Credit Card Issuers Face New Scrutiny; White House Meeting on Agenda

By Nancy Trejos and Binyamin Appelbaum
Washington Post Staff Writers
Friday, April 17, 2009

Under pressure for questionable industry practices, top executives of 14 of the nation's largest credit card companies are heading to the White House on Thursday for a meeting with senior administration officials.

The executives plan to talk about their efforts to increase transparency and help the economy, according to an industry official and a Capitol Hill aide, both of whom spoke on condition of anonymity because the meeting has not been announced.

The credit card industry has been under intense scrutiny in the past year for practices such as arbitrarily raising interest rates, charging excessive fees and giving customers little time between billing them and requiring payment.

In December, the Federal Reserve approved new rules that would ban such practices. But consumer groups and several members of Congress criticized the Fed's efforts because the new regulations don't take effect until July 1, 2010. Bills have been introduced in both the House and Senate to accelerate that time line.

The congressional committee overseeing the government's bailout is also investigating industry practices, including whether banks that received federal aid have increased fees or tightened rules in recent months.

The White House did not comment on the meeting.

"We have been invited to the White House, and we look forward to a constructive dialogue," said a spokeswoman for Capital One.

Spokesmen for Bank of America and American Express said they could not confirm the meeting. A spokesman for Citibank declined to comment. Phone messages and e-mails to officials at other credit card companies were not returned.

Scott Talbott, senior vice president for government affairs at the Financial Services Roundtable, which represents large banks and insurance companies, said the industry was "looking forward to a frank discussion with the administration about credit cards."

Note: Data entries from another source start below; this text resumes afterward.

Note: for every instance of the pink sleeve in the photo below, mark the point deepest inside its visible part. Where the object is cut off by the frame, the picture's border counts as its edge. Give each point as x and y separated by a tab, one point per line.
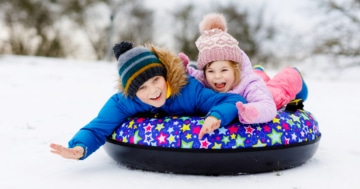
257	95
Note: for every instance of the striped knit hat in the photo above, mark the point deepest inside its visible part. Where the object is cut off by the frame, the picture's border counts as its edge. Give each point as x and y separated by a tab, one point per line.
215	43
136	65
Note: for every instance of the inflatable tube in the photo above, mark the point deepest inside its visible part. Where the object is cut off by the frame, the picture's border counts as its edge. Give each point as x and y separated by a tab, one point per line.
171	144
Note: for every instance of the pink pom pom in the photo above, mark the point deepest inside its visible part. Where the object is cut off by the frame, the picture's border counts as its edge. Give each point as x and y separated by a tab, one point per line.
212	21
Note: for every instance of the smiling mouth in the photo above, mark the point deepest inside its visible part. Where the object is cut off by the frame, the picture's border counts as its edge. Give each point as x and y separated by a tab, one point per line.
156	98
220	85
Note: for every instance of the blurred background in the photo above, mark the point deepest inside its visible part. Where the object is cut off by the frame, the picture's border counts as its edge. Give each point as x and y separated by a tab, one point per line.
273	33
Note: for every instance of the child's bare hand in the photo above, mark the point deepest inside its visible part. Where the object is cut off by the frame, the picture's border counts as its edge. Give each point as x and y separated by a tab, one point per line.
210	124
69	153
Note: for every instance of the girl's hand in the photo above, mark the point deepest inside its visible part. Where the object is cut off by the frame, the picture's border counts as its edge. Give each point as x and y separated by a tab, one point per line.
69	153
210	124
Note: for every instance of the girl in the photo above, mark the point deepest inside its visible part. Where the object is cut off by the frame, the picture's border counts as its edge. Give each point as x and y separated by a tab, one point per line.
153	81
224	67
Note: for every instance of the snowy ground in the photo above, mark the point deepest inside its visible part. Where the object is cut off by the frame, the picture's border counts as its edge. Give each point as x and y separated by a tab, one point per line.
48	100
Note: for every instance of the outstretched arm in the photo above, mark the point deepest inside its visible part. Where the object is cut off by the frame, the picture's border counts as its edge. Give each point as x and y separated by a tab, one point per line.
69	153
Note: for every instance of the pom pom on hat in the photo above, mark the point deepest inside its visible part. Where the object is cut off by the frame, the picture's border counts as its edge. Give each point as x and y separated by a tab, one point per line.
136	65
212	21
215	43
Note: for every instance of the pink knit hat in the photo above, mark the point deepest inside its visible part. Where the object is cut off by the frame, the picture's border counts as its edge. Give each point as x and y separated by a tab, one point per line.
214	42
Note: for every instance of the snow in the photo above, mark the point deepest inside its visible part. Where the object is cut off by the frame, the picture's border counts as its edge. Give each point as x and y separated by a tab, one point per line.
45	100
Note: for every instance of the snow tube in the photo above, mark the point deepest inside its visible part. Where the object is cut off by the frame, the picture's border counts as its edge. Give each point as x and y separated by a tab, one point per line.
171	144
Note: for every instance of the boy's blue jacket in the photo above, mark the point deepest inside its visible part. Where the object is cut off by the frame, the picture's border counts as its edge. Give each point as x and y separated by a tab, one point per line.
189	98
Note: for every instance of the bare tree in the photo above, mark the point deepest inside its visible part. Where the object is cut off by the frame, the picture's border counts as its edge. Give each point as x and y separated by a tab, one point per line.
187	31
30	26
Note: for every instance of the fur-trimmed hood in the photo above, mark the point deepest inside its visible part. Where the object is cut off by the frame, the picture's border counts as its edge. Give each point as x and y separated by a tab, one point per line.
175	70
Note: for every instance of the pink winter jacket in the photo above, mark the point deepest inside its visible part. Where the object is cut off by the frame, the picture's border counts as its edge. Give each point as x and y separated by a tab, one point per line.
251	87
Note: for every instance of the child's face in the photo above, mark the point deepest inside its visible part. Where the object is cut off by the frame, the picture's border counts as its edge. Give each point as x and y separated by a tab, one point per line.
153	91
220	76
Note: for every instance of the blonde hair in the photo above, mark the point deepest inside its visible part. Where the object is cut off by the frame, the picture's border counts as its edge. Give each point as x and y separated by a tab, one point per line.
235	66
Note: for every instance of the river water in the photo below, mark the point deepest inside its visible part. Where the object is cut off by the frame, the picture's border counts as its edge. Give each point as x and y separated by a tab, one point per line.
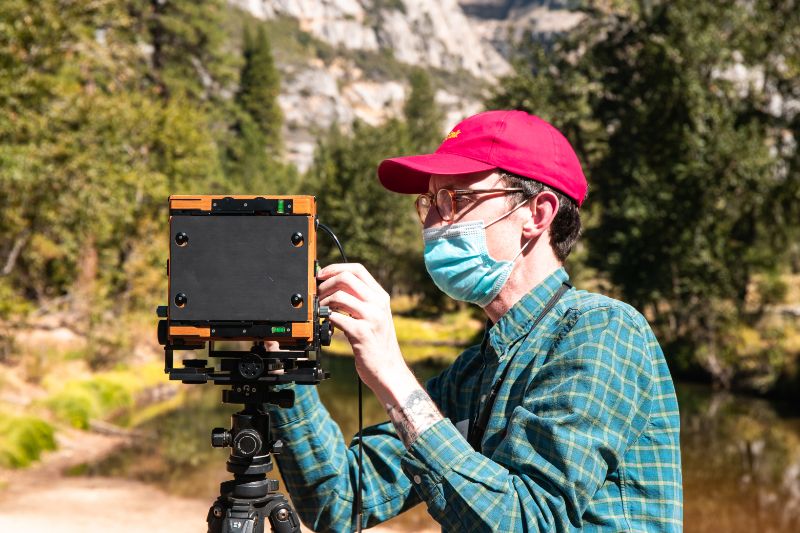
741	455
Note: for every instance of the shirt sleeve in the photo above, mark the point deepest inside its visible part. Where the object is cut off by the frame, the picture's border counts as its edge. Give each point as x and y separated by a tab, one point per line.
321	472
586	404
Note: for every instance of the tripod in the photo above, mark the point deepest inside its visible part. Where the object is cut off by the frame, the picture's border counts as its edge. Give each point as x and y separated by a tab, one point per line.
250	500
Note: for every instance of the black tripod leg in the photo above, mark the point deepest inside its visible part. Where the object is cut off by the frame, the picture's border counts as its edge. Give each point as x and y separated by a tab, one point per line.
244	516
283	519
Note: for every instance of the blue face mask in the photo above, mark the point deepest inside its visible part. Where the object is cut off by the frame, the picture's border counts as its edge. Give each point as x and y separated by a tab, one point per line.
458	261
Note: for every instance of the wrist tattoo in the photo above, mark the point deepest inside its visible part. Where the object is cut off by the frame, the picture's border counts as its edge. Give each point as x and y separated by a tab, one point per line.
416	414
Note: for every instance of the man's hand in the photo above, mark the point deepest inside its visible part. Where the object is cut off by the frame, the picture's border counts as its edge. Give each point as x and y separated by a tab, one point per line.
360	308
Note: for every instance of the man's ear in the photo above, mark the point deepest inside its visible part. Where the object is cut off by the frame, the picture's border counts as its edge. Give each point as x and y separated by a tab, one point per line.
542	209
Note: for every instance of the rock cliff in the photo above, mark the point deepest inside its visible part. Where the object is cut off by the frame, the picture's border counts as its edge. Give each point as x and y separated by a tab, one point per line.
462	41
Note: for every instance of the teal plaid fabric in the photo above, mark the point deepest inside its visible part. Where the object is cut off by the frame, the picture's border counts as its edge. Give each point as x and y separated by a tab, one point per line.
583	435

He added that there was "lots of misinformation" about credit card practices and that recent changes in credit card interest rates were largely due to changes in cardholders' risk profile.

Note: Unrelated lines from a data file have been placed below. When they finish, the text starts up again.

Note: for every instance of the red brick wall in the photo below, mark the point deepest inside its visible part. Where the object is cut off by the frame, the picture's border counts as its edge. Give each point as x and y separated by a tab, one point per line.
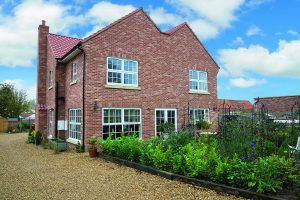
51	65
163	74
41	115
164	63
73	92
279	104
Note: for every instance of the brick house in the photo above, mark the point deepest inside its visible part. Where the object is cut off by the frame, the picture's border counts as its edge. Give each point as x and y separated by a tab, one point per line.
127	77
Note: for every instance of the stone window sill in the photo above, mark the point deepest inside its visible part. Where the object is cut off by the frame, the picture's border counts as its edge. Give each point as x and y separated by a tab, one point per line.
196	92
123	87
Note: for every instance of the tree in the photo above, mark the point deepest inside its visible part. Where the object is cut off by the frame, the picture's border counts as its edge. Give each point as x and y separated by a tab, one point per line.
12	101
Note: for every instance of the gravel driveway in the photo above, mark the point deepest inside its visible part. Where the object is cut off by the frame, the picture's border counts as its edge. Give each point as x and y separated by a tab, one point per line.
30	172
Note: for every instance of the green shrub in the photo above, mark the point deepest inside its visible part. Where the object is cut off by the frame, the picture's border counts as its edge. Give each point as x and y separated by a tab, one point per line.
30	137
180	154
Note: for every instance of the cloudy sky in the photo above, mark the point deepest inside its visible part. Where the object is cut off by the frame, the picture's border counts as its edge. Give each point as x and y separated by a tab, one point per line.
255	42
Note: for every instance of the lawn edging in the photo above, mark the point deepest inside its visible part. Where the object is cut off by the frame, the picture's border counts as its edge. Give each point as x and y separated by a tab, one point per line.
203	183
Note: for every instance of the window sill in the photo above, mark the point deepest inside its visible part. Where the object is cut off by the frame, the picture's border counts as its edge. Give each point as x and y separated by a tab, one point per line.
196	92
73	141
123	87
73	82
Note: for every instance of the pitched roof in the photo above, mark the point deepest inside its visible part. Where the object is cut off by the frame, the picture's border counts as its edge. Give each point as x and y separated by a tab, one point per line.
235	104
61	45
172	30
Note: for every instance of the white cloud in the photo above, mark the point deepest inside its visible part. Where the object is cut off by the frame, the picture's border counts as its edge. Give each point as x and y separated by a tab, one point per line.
292	32
208	18
20	85
161	17
104	13
254	30
18	31
244	83
284	61
238	41
255	3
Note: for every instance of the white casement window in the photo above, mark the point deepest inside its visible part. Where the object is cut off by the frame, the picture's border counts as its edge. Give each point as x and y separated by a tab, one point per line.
75	124
50	124
121	120
198	114
74	72
198	81
164	115
51	78
122	72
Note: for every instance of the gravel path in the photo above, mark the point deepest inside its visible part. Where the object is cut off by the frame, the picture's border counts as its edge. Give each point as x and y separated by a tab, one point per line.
30	172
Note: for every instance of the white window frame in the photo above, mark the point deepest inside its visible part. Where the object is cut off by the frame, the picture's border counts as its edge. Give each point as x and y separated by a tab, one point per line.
74	74
71	138
205	118
122	71
50	133
165	117
122	119
198	81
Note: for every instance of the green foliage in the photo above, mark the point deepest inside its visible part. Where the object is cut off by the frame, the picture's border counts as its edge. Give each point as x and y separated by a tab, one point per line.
38	136
79	148
125	147
181	154
56	148
12	101
30	137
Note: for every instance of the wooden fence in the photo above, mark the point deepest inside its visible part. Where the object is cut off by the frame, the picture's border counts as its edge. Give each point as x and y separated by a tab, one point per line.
3	125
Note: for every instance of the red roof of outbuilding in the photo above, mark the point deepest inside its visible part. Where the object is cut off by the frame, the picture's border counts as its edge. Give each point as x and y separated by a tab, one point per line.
235	104
61	45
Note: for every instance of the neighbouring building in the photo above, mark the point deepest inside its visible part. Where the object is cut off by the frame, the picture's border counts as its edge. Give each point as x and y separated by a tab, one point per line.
128	77
235	105
280	104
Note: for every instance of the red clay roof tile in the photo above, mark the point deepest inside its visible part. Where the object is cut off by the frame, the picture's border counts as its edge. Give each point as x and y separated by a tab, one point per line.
61	45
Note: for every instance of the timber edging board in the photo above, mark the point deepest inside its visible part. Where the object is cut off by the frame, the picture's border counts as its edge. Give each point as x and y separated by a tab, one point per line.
203	183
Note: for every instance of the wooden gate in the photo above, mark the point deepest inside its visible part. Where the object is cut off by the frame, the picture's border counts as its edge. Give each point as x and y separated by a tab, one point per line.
3	125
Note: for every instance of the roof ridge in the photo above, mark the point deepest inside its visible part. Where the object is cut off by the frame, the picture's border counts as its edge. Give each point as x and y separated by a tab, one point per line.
174	29
64	36
232	100
112	24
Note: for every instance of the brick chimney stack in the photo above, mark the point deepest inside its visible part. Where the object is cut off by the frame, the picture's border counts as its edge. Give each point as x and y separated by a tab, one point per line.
41	111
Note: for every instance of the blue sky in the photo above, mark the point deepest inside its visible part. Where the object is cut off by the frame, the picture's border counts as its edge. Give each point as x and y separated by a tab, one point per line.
255	42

"It is easy to demagogue the credit card industry now. The credit card industry is vital to the economy and the recovery effort," Talbott said.

In recent months, several credit card issuers , including Capital One, Bank of America and Citi, have all raised interest rates or cut credit lines for some of their customers.

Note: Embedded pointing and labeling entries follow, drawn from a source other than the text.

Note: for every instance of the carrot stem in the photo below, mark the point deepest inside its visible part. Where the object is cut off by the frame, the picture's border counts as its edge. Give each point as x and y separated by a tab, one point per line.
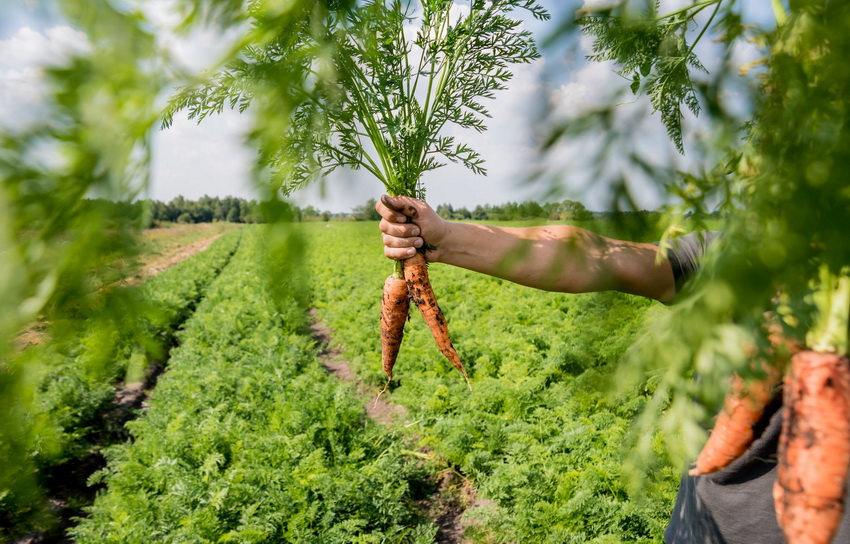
832	299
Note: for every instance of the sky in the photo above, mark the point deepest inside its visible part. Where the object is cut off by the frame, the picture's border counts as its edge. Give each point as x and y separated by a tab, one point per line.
211	159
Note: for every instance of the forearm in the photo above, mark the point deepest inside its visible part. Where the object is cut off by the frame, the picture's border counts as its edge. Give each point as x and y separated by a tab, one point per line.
556	258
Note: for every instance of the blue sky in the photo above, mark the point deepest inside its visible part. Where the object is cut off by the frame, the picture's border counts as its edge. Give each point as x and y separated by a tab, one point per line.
194	160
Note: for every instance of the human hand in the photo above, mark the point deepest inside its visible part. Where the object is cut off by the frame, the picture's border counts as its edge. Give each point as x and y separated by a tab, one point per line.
407	224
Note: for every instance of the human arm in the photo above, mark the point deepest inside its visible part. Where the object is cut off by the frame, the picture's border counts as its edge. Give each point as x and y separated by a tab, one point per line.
555	257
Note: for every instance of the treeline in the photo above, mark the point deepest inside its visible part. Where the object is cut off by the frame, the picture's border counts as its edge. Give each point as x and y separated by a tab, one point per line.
567	210
239	210
207	209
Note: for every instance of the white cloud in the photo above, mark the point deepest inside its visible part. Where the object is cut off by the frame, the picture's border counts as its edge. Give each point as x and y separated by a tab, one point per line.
23	57
208	159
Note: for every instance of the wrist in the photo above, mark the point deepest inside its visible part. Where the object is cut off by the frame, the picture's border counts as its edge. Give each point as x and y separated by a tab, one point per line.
441	246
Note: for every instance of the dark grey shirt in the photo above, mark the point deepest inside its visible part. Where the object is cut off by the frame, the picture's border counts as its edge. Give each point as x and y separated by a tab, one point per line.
734	505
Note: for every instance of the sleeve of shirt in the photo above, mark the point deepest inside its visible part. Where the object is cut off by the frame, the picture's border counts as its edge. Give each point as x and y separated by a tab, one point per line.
685	253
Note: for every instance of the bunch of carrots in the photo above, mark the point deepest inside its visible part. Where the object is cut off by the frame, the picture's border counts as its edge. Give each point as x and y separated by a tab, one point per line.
814	446
400	287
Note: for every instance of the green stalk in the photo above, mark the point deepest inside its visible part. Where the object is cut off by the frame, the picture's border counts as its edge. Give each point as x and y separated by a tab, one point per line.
699	6
832	300
779	12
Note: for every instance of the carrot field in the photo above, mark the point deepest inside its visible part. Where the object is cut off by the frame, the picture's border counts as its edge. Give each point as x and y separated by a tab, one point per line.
540	437
263	426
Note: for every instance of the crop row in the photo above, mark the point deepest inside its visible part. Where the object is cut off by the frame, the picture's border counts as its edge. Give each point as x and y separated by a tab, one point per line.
72	383
248	439
541	436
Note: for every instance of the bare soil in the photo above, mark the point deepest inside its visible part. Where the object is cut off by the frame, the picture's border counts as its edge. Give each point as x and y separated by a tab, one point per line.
454	493
154	264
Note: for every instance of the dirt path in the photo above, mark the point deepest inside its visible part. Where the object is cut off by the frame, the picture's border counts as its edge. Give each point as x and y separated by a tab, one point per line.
153	265
455	494
158	263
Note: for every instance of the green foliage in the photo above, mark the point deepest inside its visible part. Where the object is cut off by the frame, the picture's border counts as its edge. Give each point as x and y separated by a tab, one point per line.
539	436
368	102
249	439
73	378
783	195
652	51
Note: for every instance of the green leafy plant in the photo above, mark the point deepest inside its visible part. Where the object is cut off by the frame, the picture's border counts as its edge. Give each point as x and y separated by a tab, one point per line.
784	250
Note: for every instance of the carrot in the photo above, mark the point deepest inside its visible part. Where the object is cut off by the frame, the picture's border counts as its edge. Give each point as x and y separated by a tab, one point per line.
814	448
395	306
416	275
733	432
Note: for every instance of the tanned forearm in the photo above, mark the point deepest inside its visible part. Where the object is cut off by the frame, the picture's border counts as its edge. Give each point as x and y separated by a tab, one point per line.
557	258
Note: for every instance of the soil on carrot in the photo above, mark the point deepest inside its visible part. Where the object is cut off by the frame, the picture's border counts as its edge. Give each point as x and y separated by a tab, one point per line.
452	494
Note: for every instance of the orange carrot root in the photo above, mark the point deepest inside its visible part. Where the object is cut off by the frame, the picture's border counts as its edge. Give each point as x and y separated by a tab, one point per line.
733	431
395	306
814	448
416	275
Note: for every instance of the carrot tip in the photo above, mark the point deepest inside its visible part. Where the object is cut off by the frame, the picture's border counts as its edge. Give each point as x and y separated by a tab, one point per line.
381	392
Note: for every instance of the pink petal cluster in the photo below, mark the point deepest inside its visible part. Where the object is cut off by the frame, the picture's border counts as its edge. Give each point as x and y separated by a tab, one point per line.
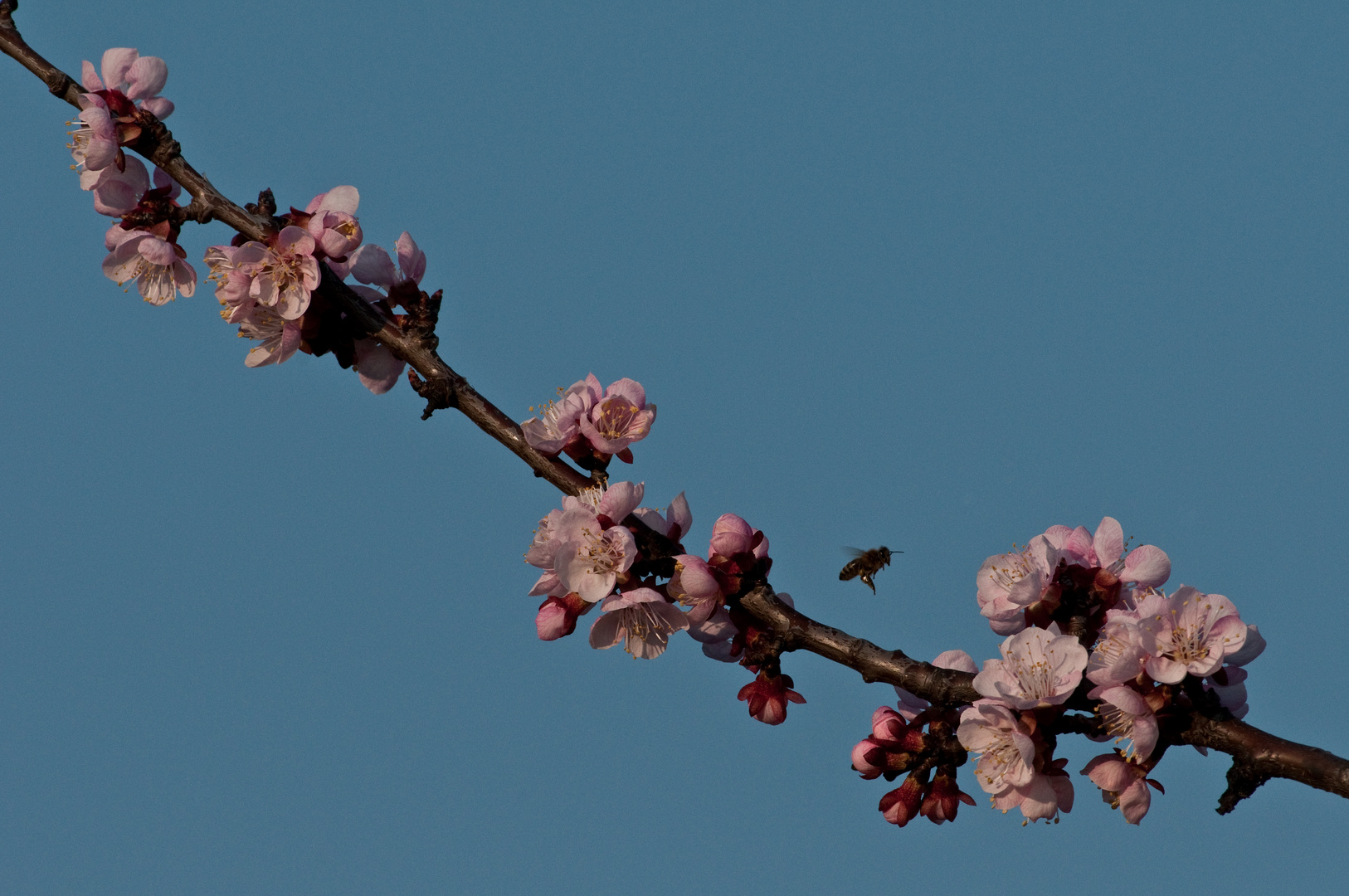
1015	766
153	261
1190	633
1123	784
641	618
379	370
580	548
332	223
1021	587
266	290
704	586
1038	668
108	114
588	421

Most of Bank of America's customers whose rates increased had changes in their risk profile, said Betty Riess, a spokeswoman for the company.

But a small group of customers whose rates were less than 10 percent were told their rates would increase in June because of "current economic conditions," Riess said. "Essentially, our cost of providing credit has significantly increased," she said.

Consumer advocates and congressional leaders said they were pleased that the Obama administration would meet with the card issuers.

"The federal government is assisting the credit card companies in two significant ways, and we would hope this meeting would focus on how the White House can get credit card companies to immediately begin these reforms," said Travis Plunkett, legislative director of the Consumer Federation of America.

"If what we hear about a White House meeting is true, it makes a lot of sense given that President Obama campaigned on credit card reforms and the Fed has already ruled that their practices are unfair and deceptive," said Rep. Carolyn B. Maloney (D-N.Y.), who introduced one of the bills that aims to crack down on credit card practices.